String builder question 2

[PeteG]

Hi,
Does VBA have an object or function similar to StringBuilder in java or StringBuffer in c#? Basically, some way, in code, to append to a String rather than multiple "stringa = stringa + stringb" statements? Come to think of it, does anybody know if VBA has the same memory behaviour which makes these java/c# objects worthwhile, if not then I guess there would not be much point in having a StringBuilder-style object?
Thanks
Pete

 

[PHV]

What's wrong with "stringa = stringa & stringb" ?

Hope This Helps, PH.
FAQ219-2884
FAQ181-2886

 

[PeteG]

In java/c#, using StringBuilder/Buffer is a more efficient use of memory; one object created as opposed to creating multiple new String objects. I was wondering if the same memory behaviour exists with VBA and, if so, whether there is a ready-made solution to deal with it.
Thanks.

 

[xlbo]

not as far as I know

Rgds, Geoff

We could learn a lot from crayons. Some are sharp, some are pretty and some are dull.

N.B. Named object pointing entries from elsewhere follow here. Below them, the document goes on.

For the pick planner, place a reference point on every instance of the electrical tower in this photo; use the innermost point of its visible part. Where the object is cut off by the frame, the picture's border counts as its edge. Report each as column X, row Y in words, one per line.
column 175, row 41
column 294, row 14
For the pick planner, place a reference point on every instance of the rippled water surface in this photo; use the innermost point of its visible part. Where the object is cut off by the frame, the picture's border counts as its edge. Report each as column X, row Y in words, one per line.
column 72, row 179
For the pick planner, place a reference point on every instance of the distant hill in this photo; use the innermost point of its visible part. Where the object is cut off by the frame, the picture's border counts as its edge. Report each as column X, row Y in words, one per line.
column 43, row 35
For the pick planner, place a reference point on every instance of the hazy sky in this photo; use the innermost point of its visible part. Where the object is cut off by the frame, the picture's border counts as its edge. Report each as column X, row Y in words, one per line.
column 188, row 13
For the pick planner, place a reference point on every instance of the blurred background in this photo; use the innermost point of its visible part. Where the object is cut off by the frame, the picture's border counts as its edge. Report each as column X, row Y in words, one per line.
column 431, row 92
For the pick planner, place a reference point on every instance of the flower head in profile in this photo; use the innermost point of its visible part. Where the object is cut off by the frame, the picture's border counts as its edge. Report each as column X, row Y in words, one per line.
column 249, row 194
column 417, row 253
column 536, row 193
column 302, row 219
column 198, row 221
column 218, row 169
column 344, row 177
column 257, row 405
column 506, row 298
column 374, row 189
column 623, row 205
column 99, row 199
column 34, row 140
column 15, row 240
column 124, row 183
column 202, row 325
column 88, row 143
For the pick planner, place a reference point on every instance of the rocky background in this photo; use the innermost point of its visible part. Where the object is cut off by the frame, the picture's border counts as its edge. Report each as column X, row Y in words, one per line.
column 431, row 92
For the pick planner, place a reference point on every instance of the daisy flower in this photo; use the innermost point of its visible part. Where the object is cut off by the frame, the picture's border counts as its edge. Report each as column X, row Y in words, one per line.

Some have weird names and all are different colours but they all live in the same box.

Please read FAQ222-2244 before you ask a question

 

[PeteG]

OK, many thanks for the replies

 

[shVBA]

you could just use one variable

string a = "whatever"
stringa = stringa & " Whatever else"

etc

just a thought....

 

[fumei]

one object created as opposed to creating multiple new String objects."

But appending actual strings does not create new objects. Appending different objects means there ARE differnt objects.

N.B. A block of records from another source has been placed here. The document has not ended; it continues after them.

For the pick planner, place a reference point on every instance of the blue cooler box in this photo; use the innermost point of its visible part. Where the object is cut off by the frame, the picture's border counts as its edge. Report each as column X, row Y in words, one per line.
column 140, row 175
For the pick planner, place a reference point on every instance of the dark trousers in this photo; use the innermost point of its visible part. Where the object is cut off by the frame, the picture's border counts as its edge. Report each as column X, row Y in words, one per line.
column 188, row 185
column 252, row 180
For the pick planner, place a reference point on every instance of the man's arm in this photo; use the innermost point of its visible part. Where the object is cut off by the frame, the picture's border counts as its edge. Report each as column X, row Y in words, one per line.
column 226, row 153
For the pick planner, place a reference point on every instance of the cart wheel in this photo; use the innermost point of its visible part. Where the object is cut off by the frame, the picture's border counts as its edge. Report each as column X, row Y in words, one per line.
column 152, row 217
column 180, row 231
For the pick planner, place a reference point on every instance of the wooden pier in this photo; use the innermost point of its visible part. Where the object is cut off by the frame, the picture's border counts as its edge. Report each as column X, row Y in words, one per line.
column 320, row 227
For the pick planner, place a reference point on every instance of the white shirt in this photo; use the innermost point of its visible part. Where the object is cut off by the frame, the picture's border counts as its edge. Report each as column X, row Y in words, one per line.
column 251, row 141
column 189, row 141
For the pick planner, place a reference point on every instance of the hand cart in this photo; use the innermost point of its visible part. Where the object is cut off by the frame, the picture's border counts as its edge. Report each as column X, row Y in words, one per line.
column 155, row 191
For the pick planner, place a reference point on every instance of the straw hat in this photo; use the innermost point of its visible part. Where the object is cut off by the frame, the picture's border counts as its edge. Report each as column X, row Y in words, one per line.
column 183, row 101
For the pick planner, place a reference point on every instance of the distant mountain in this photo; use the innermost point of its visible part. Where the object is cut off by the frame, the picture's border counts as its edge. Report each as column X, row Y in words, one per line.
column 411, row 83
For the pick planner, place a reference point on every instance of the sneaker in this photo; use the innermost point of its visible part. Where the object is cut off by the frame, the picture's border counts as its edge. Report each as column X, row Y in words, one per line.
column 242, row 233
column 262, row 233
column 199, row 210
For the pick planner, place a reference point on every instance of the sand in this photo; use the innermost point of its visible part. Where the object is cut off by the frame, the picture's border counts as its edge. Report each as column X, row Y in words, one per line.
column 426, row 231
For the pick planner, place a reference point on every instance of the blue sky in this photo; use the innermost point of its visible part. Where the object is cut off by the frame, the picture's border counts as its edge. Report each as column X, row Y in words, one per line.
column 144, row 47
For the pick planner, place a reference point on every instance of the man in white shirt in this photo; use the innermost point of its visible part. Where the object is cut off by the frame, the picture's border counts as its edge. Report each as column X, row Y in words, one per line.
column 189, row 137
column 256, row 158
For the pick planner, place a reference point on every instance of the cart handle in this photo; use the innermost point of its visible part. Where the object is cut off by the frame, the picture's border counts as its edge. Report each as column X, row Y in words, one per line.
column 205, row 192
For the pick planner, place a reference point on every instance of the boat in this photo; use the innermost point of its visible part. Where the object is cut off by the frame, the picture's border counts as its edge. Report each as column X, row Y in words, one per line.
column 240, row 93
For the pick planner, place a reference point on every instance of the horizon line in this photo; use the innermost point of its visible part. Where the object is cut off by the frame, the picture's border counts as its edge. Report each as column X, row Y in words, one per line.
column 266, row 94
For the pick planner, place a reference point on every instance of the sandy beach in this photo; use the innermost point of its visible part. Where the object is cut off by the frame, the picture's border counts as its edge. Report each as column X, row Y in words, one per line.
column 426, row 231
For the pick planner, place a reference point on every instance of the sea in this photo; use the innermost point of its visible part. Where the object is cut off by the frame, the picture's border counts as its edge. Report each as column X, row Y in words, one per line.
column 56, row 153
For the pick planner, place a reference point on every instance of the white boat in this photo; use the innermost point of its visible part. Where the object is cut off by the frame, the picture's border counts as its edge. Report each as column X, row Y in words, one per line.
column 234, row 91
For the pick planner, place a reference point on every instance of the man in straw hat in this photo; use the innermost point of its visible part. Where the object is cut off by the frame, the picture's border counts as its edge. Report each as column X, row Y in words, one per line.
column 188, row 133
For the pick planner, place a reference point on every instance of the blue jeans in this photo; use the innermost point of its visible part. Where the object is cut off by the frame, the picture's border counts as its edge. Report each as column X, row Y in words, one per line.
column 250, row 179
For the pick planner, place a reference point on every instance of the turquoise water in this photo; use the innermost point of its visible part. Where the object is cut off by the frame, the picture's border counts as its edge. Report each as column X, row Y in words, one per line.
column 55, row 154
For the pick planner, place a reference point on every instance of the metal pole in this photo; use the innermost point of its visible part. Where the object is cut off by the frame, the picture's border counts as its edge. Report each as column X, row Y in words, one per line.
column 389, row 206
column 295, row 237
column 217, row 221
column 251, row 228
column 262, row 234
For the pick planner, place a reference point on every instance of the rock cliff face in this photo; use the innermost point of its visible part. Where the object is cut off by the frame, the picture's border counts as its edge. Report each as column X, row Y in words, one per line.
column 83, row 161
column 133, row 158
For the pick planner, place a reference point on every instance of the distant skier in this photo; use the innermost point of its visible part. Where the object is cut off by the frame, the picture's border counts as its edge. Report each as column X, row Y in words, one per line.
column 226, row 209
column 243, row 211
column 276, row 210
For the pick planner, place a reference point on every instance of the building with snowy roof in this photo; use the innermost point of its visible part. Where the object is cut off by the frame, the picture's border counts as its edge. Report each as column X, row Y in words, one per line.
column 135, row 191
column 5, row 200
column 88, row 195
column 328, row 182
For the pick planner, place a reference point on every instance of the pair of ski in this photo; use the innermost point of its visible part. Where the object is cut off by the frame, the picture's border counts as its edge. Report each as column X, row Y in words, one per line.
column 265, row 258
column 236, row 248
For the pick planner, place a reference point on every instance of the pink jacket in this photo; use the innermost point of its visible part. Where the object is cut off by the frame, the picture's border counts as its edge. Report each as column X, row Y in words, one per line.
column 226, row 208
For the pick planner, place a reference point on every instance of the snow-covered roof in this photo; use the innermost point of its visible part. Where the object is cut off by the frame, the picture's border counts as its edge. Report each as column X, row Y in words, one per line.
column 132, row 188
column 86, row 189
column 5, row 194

stringA = atringA & "yadda" still is one object

stringA = stringA & stringB yes is two objects, but that is because there are two objects.

I do not know StringBuilder. How does it append using one object?



faq219-2884

Gerry
My paintings and sculpture

 

[PeteG]

Typically, like this:

StringBuilder sb = new Stringbuilder()
sb.append("This text")
sb.append("and then this")

There are other methods available for further manipulation and the string value could then be returned using sb.toString()

In java, if you coded:

stringa = stringa + "This text"
stringa = stringa + "and then this"

you would be creating a new String object on each line, albeit the superfluous ones would be garbage-collected at some point. It's just not very efficient when there is something better.

I've been away from VBA for quite some time - just getting back into it now. However, I think it's safe to say that VBA String and java String are two very different things and there is simply no need for a StringBuilder-type object in VBA.

 

[strongm]

>But appending actual strings does not create new objects

I'm afraid that it does. VB and VBA allocate a new area of memory big enough for the concatenated string, perform the concatenation into this area of memory, and then changes the pointer (that a VB string variable represents) to point to it.

In fact, whenever you modify a string a new block of memory is allocated and the modified string is created in that new block, and the pointer then changed. It is one of the reasons that VB(A) string operations are relatively slow.

(Note that the String object in .NET does essentially the same thing)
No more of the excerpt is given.